We know how this works and how Johnson ‘acts with restraint’. He has recently been accused of interference in the recruitment of the head of the National Crime Agency. He is said to have halted the process after the final interviews with Home Secretary Priti Patel, in order to get Lord Hogan-Howe, a close associate from his days as London mayor, appointed to the job. One of the two final candidates, Neil Basu, an assistant commissioner at the Met, is now expected to drop out and is said to be considering a formal complaint.
So, the prime minister gets to hire and fire his own adviser on ministerial standards, set the terms of reference by which the adviser operates, chooses which scandals need to be investigated and can then apply the mildest of sanctions to the most egregious of breaches of the ministerial code. Johnson will then be able to claim he has followed all the guidance and declare the matter – whatever it is – closed.
Now the current independent adviser has commented on the new code and on partygate.
The Independent Adviser’s annual report 2022
Lord Geidt says in his annual report, in a masterly understatement, “an impression has developed that the Prime Minister may be unwilling to have his own conduct judged against the Code’s obligations.” This sounds like a restatement of the Eton classics master from 1982 who told Stanley Johnson that Boris “believes it is churlish of us not to regard him as an exception”.
Nothing has changed in 40 years.
Geidt adds that, “it may be especially difficult to inspire that trust in the Ministerial Code if any Prime Minister, whose code it is, declines to refer to it”.
On partygate Geidt is clear, the fixed penalty notice Johnson received has raised “a legitimate question” as to whether it might have constituted a “breach of the overarching duty within the Ministerial Code of complying with the law”.
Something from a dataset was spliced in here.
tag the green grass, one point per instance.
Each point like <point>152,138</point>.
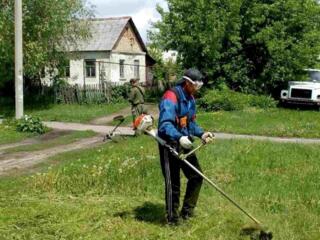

He makes an obvious point about the adviser’s role:
“I have attempted to avoid the Independent Adviser offering advice to a Prime Minister about a Prime Minister’s obligations under his own Ministerial Code. If a Prime Minister’s judgement is that there is nothing to investigate or no case to answer, he would be bound to reject any such advice, thus forcing the resignation of the Independent Adviser. Such a circular process could only risk placing the Ministerial Code in a place of ridicule.”
Who can hold the prime minister to account?
The committee on standards in public life provide a balanced report, suggesting the sitting prime minister relinquishes the power to appoint his own regulator or determine which breaches of the ministerial code are to be investigated. In return, they proposed a more modest graduated system of penalties imposed by a genuinely independent regulator. Johnson has, as usual, cherry picked the report to water down possible sanctions while failing to give up any powers at all.
Who can hold him to account? The boy who wanted to be ‘world king’ seems to think he occupies the same position as an elected head of state. In the new foreword he says:
“As the Leader of Her Majesty’s Government, my accountability is to Parliament and, via the ballot box, to the British people.”
As more and more Conservative MPs come out against him, it is starting to look as if parliamentarians will have the chance to hold him to account. If they fail, it’s up to you and me – in a year or two.
We shouldn’t forget by the way, that Lord Evans’ committee sat and wrote their report well before the Owen Paterson debacle and before The Daily Mirror and ITV broke the partygate scandal. We now know Johnson tried to spring a corrupt MP, presided over mass law breaking in Downing Street, and lied repeatedly in parliament.
One wonders what the next report of the committee on standards in public life will have to say about it all.